You’ve got to hand it to South Dakota, though. We have a “never say die” attitude when it comes to trying to discriminate against our small-in number transgender population. The ACLU reminds us of that in a recent press release:
“After the SDHSAA enacted its inclusive transgender sports policy, lawmakers tried to meddle with the association’s authority, first with House Bill 1161 in 2015 and then with House Bill 1111 in 2016. Five additional bills – House Bill 1195 in 2015, House Bill 1112 in 2016, Senate Bill 49 and House Bill 1225 in 2019 and House Bill 1217 – would have restricted participation in high school athletic activities to the gender listed on a person’s birth certificate. None of the bills were signed into law.”
I haven’t yet mentioned that transgenders are being attacked this year on another front: bathrooms. House Bill 1005 designates school bathrooms, locker rooms or sleeping rooms on overnight trips as single sex, defining sex as that which was assigned at birth. This means transgender students would be prohibited from using the space that affirms their gender identity. Policies that single out transgender youth like this violate federal and constitutional law.

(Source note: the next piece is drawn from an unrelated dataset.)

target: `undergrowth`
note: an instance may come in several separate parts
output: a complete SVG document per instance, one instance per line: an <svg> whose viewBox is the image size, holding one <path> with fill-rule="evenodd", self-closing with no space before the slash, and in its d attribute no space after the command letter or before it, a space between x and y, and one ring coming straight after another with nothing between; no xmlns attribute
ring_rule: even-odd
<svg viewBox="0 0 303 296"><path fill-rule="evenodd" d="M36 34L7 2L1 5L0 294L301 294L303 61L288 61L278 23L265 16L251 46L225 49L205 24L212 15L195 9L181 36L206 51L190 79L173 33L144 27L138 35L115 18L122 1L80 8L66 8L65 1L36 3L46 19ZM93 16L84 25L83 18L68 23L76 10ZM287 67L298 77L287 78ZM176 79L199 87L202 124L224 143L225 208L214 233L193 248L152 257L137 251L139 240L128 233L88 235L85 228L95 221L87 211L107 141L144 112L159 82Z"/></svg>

All of this also flies in the face of the Vermillion School District’s recently approved anti-discriminatory “Gender Equity and Access” policy.
The new guideline is designed to help the school district protect the civil rights of transgender students and addresses the issue of gender identity in school accommodations, including restrooms.
South Dakota lawmakers attempted to pass similar, harmful legislation in 2016 with House Bill 1108, which Gov. Dennis Daugaard vetoed, and Senate Bill 115, which was withdrawn at its first hearing. So, be aware – transgender students are in lawmakers’ crosshairs on two fronts currently and we’ll address the bathroom issue in the future as things develop in Pierre.
Last year, we urged the Legislature to kill the governor’s discriminatory, needless legislation. We again urge Noem to stop wasting our time and recognize that any further action by her likely will be met by litigation.
She should take her ball, go home and stop using our transgender population as a political punching bag.